VALÈNCIA. No tengo palabras para definir la lección musical que me ha dado Pep Ahuir mientras hablábamos de música. Es maravilloso charlar con alguien, en este mundo de inmediateces, que sabe de música más allá de lo archiconocido y que sea tan fascinante. Pep es uno de los componente de un grupo, Llobarros, que agitan la coctelera del surf y el garaje rock con estilos diferente, realmente diferentes, como la exótica y sonidos mediterráneos de Turquía o Grecia. Solo se me vienen a la cabeza dos ideas cuando escucho a Llobarros: diversión y locura encima de un escenario.

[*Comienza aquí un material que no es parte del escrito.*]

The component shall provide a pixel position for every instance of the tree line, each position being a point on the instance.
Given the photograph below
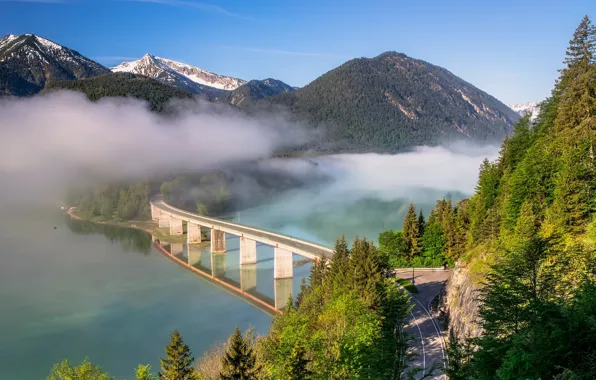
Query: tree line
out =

El 31 de enero tocarán junto a Derby Motoreta´s Burrito Kachimba en La Pèrgola, y en este 2026 publicarán un nuevo epé.
-Vayamos al principio, ¿cómo surge la banda? ¿teníais clara la dirección musical?
-Surge por la necesidad de compaginar dos preferencias o direcciones musicales que siempre habían convivido conmigo. Yo por un lado tengo una carrera musical dentro de la música tradicional, de la música mediterránea. He estado dentro de grupos relacionados con la música mediterránea, grupos que me han permitido investigar sobre música griega, sobre música judía, turca. Estuve un tiempo recibiendo lecciones en Estambul. He estado relacionado con la música búlgara. Siempre he tenido ese trabajo de estudiar esas culturas. Y luego otro mundo que no tiene nada que ver con este, que es el rockanrol, el garaje, bandas que desde pequeño escuchaba de revival de los 80 como los Fuzztones, Cramps.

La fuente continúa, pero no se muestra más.